The decline of U.S. power, even if only in a relative sense among other state powers, causes much debate and consternation. After the Soviet Union collapsed the U.S. stood as a unipolar power, unrivaled in hard and soft power.  Following 9/11, U.S. foreign policy entered a period of hubristic overreach that caused a self-inflicted degradation of power.  For many, even suggesting decline is profoundly unpatriotic and inherently foolish.[2]  If we are smart, however, it should not matter.  It is a waste of words and worry.  The paradox of power is that both too little and too much prove to be undesirable.  As foreign policy scholar Michael Mandelbaum recently illustrated, the “power problem” is similar to what economists call the “resource curse,” which occurs in countries that dominate a particular resource, like oil.  They invariably, as do countries with too much power (like the U.S.), adopt policies that weaken the state by over-reliance on the resource, or pernicious use of their power.[3] But again, this should not matter if we recognize our errors and master the concept of referential power.

So what is referential power? As an admittedly exaggerated illustration, consider what it would be like if all NFL football players immediately became unrestricted free agents and were allowed to form new teams without the influence or control of the NFL, team owners, or the players union. Alliances and teams would be formed around particular interests and capabilities without the constraints imposed by the deposed oligarchy.  Disaggregated and diffused ‘power’ in this sense would be recognized, accumulated, and realigned through negotiation by each player based on how they complemented each other’s skills and capacities—to win the next Super Bowl.  Power in this sense becomes referential, granted by and between participants who rely on one another’s skills and capacities to realize the highest and best application of their own.

In a much more gradual and constrained fashion, referential power is being deployed in the global system today, negotiated by both state and non-state actors around specific objectives that may be targeted at security, economics, or other social aims.  Actors are perfecting the art of coopetition, of competing to cooperate. China competes very effectively with the International Monetary Fund to cooperate with African political and business leaders on many industrial development projects.  According to Howard W. French of The Atlantic they do so without the heavy-handedness of the U.S. such that they are perceived as “our friends” throughout Africa.[4] As the metrics shift from demographics, geography, and natural resources towards intelligence-based metrics, so does the nature of power.  If the U.S. is to continue to enjoy a differential power advantage over the long term, our leaders must recognize this changing power paradigm. And, this model of networked, referential power can also be applied locally; you are your own free agent.

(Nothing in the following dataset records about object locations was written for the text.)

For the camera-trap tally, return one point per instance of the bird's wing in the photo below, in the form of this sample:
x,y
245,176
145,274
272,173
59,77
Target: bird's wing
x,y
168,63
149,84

On the local level, following the mantra of think globally, act objectively, one must reconsider how to align with resources and authority to accomplish cherished goals.  Identifying like-minded people (through relational networks) and forming a special-purpose, objective-specific network that defines the objective, designs the solution, and drives implementation is the basis of transcendent objectivism; ad-hoc, organically formed alliances where power is granted referentially and resources and authority follow the solution to its realization.  Attraction, not coercion.  Government in this process is not a headliner.  It plays a supportive role.  Transcendent objectivism is a design that is scalable, up or down, locally or globally, among individuals or states.  At its core is referential power.

[1] John Baylis, and Steve Smith (eds.), The Globalization of World Politics (3rd ed.), (New York: Oxford University Press), pp. 50, 167.
[2] For a recent argument against ‘the declinists,’ who question the enduring primacy of American power, see Josef Joffe, “The Default Power: The False Prophecy of America’s Decline.” Foreign Affairs, (September/October, 2009): 21-35.  See also, Paul Kennedy, The Rise and Fall of the Great Powers (New York: Random House, 1987); and Jeremy Black, Great Powers and the Quest for Hegemony (London: Routledge, 2008).
[3] Michael Mandelbaum, “Overpowered: Questioning the Wisdom of American Restraint.” Foreign Affairs (May/June 2010): 114-119.
[4] Howard W, French, “The Next Empire.” The Atlantic (May 2010): 59-69.